The number of observations (samples) for training or testing are indicated by \(n_0\) and \(n_1\), respectively, the number of variables (features) is indicated by \(p\), and the number of variable groups is indicated by \(q\). Observations (samples) are indexed by \(i\) in \(\{1, \ldots, n\}\), variables (features) are indexed by \(j\) in \(\{1, \ldots, p\}\), and variable groups are indexed by \(k\) in \(\{1, \ldots, q\}\). The number of variables in the \(k^{\text{th}}\) group is indicated by \(p_k\), with \(\sum_{k=1}^q p_k = p\) for non-overlapping groups.

References

Armin Rauschenberger (2026). "Sparse modelling with grouped and correlated features allowing for privileged information". In preparation.

See also

Estimate parameters and tune hyperparameters (using cross-validation) with cv.corila(). Make predictions for a range of hyperparameters with predict().

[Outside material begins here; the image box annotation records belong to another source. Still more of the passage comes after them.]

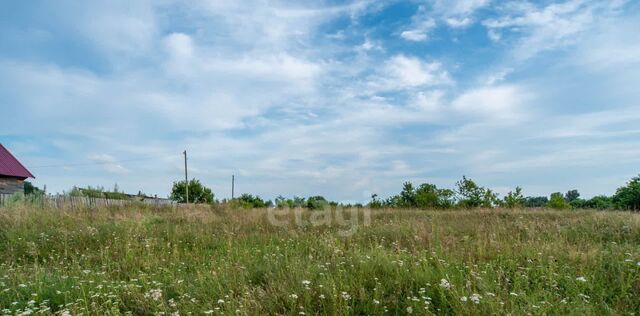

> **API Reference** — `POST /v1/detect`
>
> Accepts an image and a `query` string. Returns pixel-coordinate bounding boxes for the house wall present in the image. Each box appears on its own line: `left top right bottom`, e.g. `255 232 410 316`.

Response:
0 176 24 194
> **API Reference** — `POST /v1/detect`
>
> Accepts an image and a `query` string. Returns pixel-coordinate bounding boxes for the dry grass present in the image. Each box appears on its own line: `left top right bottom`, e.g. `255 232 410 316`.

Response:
0 207 640 315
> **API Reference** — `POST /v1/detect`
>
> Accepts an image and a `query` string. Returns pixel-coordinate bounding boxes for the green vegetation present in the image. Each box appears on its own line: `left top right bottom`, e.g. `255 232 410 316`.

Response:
0 205 640 315
368 176 640 211
65 184 128 200
169 179 214 204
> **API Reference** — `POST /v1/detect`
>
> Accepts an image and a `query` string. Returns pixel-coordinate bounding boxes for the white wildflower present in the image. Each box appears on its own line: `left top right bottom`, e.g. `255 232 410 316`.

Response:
144 289 162 301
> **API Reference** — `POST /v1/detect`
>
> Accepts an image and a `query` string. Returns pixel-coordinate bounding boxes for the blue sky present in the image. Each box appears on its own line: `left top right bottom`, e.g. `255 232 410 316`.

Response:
0 0 640 201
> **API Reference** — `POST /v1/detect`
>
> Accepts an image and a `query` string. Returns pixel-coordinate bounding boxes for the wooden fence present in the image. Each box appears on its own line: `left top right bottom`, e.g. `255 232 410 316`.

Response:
0 194 175 208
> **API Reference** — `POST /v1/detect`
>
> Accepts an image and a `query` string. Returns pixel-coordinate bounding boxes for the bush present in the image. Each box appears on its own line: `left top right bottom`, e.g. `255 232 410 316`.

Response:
503 187 525 208
613 176 640 211
169 179 214 204
585 195 615 210
307 195 329 210
548 192 571 210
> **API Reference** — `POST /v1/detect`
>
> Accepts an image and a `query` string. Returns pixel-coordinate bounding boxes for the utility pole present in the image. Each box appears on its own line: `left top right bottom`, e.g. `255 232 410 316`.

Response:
183 150 189 204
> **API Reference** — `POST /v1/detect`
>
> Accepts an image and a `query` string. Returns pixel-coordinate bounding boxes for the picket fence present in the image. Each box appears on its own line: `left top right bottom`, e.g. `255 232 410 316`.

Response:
0 194 175 208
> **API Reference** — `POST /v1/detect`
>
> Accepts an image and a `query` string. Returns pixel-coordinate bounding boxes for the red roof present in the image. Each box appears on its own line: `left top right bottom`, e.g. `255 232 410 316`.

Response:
0 144 35 178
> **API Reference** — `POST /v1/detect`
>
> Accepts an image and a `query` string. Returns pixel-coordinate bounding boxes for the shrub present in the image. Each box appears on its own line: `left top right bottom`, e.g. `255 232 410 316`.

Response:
548 192 571 210
503 187 525 208
169 179 214 204
613 176 640 211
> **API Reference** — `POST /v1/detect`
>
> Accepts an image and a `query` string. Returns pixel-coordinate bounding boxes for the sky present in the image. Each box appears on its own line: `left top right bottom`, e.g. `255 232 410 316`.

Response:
0 0 640 202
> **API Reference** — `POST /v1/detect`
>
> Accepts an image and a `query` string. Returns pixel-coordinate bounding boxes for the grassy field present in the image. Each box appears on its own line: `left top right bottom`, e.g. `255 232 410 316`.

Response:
0 207 640 315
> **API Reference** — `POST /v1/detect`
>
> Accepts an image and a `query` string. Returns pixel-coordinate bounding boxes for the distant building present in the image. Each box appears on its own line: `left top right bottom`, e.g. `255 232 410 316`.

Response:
0 144 35 194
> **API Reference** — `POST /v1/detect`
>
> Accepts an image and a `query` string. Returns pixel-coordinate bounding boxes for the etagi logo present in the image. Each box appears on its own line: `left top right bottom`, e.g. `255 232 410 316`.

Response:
267 206 371 237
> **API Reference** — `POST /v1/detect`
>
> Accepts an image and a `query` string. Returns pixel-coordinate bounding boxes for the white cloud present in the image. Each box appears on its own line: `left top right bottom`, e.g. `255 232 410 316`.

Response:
452 85 528 124
89 154 129 174
483 0 624 60
400 29 427 42
400 6 436 42
445 17 473 28
370 55 453 91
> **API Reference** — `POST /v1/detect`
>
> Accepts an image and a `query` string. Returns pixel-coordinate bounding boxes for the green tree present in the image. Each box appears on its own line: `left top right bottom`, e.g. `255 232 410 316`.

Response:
524 196 549 207
307 195 329 210
24 181 44 195
564 190 580 203
613 175 640 211
169 179 214 204
368 193 384 209
503 187 525 208
456 176 486 208
398 182 417 208
415 183 454 209
548 192 571 210
232 193 271 209
585 195 615 210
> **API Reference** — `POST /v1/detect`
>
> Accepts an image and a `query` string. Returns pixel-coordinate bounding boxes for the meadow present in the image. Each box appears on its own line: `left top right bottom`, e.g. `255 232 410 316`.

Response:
0 206 640 315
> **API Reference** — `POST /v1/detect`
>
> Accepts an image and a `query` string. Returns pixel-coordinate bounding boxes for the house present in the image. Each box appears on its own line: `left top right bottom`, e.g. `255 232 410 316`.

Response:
0 144 35 194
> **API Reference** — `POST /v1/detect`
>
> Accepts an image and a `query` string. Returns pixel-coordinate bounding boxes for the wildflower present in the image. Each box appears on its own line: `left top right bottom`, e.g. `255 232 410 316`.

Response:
144 289 162 301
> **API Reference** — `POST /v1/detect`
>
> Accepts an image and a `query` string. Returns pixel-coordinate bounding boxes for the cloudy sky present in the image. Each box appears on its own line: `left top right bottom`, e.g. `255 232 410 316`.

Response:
0 0 640 201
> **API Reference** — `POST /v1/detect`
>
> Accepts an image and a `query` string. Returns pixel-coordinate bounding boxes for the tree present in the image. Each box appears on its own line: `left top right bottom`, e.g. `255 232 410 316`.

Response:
585 195 615 210
24 181 44 195
524 196 549 207
398 182 417 208
415 183 455 209
369 193 384 209
456 176 487 208
232 193 271 209
548 192 571 210
307 195 329 210
169 179 214 203
504 187 525 208
613 175 640 211
564 190 580 203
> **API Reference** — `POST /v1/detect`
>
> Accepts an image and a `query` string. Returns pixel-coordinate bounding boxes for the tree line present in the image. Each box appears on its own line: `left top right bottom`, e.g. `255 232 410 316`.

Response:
24 175 640 211
170 176 640 211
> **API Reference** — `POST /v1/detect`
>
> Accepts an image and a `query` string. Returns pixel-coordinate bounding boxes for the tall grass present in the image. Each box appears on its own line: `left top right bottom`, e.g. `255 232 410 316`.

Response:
0 206 640 315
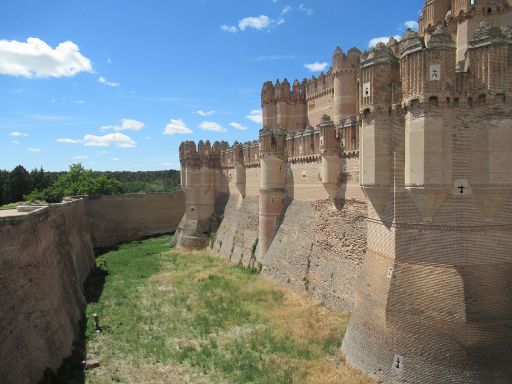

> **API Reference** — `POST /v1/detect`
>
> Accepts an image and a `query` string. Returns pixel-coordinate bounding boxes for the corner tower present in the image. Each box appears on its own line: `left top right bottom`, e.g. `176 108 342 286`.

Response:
259 129 287 260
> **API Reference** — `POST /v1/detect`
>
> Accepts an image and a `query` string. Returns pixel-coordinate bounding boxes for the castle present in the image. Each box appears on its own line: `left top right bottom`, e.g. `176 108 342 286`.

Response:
174 0 512 384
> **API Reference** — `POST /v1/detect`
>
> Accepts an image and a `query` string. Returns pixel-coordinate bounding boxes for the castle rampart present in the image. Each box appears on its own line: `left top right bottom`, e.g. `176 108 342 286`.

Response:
177 0 512 384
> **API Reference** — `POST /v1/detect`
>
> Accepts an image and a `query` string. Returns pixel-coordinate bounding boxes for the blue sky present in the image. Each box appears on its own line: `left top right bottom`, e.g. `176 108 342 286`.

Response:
0 0 423 170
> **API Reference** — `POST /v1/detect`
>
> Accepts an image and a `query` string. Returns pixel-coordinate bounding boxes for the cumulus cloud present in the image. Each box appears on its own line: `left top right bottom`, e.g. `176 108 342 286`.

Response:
98 76 121 88
83 133 137 148
238 15 270 31
10 131 28 137
299 4 314 16
163 119 193 136
220 24 238 33
0 37 93 78
245 109 263 124
55 138 82 144
404 20 419 31
194 109 217 116
199 121 227 132
368 35 401 48
100 119 145 132
304 61 329 72
229 122 247 131
220 13 284 33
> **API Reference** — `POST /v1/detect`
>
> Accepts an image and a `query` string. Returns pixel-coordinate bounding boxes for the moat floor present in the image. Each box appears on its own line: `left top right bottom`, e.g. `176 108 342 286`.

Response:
49 236 371 384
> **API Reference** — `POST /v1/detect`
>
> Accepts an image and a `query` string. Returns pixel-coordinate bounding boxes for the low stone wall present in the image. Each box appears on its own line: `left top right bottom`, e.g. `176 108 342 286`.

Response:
0 200 95 384
213 194 259 266
262 200 367 311
85 192 185 248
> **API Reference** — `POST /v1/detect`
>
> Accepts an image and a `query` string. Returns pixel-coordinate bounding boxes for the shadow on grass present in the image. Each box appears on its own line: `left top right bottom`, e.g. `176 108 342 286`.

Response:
39 260 108 384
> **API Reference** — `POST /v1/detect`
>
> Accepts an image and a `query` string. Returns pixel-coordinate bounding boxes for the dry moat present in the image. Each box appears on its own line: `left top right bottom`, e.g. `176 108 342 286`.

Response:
43 236 372 384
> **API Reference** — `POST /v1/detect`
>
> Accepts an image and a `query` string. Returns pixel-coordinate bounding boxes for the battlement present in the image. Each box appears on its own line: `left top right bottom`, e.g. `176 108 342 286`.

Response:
261 78 306 105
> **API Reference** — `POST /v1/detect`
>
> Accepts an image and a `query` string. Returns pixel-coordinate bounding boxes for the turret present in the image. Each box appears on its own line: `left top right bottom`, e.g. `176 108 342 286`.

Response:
360 43 401 214
261 79 307 131
318 115 341 199
258 130 287 261
400 25 455 221
452 0 512 66
468 22 512 221
332 47 361 125
173 141 220 249
418 0 452 39
233 143 246 198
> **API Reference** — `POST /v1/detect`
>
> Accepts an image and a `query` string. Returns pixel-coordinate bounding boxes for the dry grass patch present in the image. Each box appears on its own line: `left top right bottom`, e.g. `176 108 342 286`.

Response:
68 237 371 384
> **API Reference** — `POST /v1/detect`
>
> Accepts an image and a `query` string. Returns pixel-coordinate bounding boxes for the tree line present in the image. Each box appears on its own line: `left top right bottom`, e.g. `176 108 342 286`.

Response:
0 164 180 206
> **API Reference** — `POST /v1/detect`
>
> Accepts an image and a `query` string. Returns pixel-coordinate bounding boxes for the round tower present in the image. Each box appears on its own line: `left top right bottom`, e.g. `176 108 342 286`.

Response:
233 143 246 198
258 130 286 261
318 115 341 199
174 141 220 249
332 47 361 125
359 43 400 215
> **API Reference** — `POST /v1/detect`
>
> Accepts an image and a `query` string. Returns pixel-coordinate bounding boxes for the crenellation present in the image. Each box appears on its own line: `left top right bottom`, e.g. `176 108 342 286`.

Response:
175 0 512 384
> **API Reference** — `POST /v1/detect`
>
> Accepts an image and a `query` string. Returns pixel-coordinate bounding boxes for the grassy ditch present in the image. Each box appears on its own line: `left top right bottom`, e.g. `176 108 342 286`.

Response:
80 236 370 384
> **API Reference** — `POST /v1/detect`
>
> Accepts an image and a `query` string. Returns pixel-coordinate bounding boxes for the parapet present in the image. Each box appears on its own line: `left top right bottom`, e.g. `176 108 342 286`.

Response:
261 79 306 106
361 43 398 68
332 47 361 73
260 129 288 157
469 21 512 48
180 140 223 168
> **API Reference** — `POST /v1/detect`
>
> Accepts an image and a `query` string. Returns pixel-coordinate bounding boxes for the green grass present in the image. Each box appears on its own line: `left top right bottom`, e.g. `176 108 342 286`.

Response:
0 201 26 209
73 236 376 384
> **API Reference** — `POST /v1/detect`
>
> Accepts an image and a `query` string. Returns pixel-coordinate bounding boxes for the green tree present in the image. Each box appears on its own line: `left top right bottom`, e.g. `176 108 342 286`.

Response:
43 164 123 203
30 167 56 192
7 165 32 203
0 170 7 205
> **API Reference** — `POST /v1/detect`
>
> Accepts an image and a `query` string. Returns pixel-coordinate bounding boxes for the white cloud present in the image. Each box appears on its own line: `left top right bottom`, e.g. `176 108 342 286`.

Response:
194 109 217 116
55 138 82 144
245 109 263 124
404 20 419 31
229 122 247 131
304 61 329 72
299 4 314 16
98 76 121 88
163 119 193 136
220 24 238 33
238 15 270 31
100 119 145 132
10 131 28 137
83 133 137 148
199 121 227 132
0 37 93 78
368 35 400 48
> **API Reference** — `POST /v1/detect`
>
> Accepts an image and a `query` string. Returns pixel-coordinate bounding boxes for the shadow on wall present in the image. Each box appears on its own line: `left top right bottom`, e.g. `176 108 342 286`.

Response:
39 266 108 384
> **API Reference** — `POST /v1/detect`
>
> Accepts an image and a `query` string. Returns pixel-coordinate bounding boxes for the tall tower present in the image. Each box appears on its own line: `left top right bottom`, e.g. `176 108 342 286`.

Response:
318 115 342 199
332 47 361 126
359 43 400 215
233 143 246 198
173 141 220 249
342 24 512 384
259 129 287 260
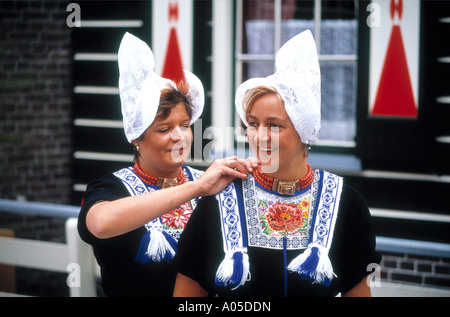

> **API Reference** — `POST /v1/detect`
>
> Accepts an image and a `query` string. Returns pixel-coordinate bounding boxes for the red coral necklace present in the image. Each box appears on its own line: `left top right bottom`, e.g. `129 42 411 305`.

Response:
253 164 314 195
133 162 186 188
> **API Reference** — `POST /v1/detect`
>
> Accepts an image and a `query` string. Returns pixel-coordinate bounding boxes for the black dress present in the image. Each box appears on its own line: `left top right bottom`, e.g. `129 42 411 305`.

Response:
171 172 381 297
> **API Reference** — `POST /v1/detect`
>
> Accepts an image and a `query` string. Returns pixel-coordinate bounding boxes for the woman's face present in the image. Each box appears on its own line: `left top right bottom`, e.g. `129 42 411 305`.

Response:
247 94 306 180
133 102 192 178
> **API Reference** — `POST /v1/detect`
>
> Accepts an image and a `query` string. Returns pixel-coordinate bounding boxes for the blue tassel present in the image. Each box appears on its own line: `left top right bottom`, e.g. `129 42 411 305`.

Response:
288 245 336 286
134 230 150 264
229 252 244 286
135 230 178 264
215 251 250 289
163 231 178 252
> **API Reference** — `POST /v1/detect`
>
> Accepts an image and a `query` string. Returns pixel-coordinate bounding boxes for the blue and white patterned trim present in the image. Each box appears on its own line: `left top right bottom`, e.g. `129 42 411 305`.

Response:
114 166 203 264
243 174 318 250
216 170 343 287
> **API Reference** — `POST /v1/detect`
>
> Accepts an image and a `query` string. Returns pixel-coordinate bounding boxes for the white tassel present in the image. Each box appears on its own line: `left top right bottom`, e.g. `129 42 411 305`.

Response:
288 243 336 286
146 228 176 262
216 250 250 289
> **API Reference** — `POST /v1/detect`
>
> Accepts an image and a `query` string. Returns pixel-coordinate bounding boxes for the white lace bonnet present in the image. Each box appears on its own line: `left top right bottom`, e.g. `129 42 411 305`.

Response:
118 32 205 143
235 30 320 144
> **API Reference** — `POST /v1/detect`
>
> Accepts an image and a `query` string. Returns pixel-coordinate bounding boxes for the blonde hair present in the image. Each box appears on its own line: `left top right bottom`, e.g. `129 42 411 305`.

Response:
242 86 309 158
242 86 284 119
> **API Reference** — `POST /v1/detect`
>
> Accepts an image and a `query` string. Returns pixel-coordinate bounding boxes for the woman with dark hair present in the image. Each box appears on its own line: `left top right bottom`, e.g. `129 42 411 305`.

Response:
172 31 380 297
78 33 251 296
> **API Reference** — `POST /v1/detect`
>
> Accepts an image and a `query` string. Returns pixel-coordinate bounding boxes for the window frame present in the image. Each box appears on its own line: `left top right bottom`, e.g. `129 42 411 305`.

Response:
233 0 358 154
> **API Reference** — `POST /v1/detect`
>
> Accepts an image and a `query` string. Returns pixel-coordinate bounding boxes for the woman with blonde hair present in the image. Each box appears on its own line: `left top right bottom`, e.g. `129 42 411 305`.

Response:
172 31 380 297
78 33 251 296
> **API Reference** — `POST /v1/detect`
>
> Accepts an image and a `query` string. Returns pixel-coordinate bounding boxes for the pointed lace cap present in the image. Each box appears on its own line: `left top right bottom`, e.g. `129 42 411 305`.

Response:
235 30 321 144
118 32 205 143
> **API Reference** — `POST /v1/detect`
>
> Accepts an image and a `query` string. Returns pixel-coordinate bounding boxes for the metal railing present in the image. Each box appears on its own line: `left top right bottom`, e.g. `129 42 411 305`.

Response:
0 199 450 297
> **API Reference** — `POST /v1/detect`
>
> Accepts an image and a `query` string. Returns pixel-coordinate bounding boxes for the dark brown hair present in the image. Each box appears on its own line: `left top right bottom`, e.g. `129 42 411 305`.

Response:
134 80 193 161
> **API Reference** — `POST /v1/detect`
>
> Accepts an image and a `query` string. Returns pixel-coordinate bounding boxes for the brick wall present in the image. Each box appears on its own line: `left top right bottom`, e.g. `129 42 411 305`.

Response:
0 1 72 203
380 253 450 290
0 1 72 296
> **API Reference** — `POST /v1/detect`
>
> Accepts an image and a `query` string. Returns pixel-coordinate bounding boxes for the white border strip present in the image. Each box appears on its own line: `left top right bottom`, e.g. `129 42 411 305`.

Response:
73 86 119 95
73 118 123 129
80 20 144 28
369 208 450 223
346 170 450 183
73 53 117 62
73 151 133 163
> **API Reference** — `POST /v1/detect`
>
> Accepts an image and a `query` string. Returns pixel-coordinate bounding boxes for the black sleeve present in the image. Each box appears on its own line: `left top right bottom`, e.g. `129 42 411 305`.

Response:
171 196 224 292
330 185 381 292
78 174 129 244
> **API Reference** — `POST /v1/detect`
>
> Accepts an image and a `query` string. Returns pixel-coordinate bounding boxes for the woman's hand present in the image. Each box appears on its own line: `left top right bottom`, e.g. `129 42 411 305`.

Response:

This function calls .forescale() and .backscale() for standardising data and bringing results back to the original scale, respectively, .folds() for splitting samples into folds, .estim_initial_coefs() for obtaining initial coefficients, .is_adjacent() for identifying adjacent predictors, and glmnet::cv.glmnet() and glmnet::glmnet() for adaptive lasso regression.

Examples

# \donttest{
# simulation
n <- 100
p <- 50
group <- rep(x = 1:10, each = 5)
primary <- NULL
x <- matrix(data = rnorm(n * p), nrow = n, ncol = p)
y <- rnorm(n = n)

# model fitting
hyper <- data.frame(exp_local = 1, wgt_local = 0.5,
                    exp_global = 1, wgt_global = 0.5)
object <- corila(x = x,
                 y = y,
                 group = group,
                 primary = primary,
                 family = "gaussian",
                 alpha_init = 0,
                 alpha_final = 1,
                 cor = "spearman",
                 foldid = NULL,
                 nfolds = 10,
                 hyper = hyper,
                 lambda_init = NULL)
#> Error in corila(x = x, y = y, group = group, primary = primary, family = "gaussian",     alpha_init = 0, alpha_final = 1, cor = "spearman", foldid = NULL,     nfolds = 10, hyper = hyper, lambda_init = NULL): could not find function "corila"

y_hat <- stats::predict(object, newx = x, index = 1, s = 0)
#> Error: object 'object' not found
# }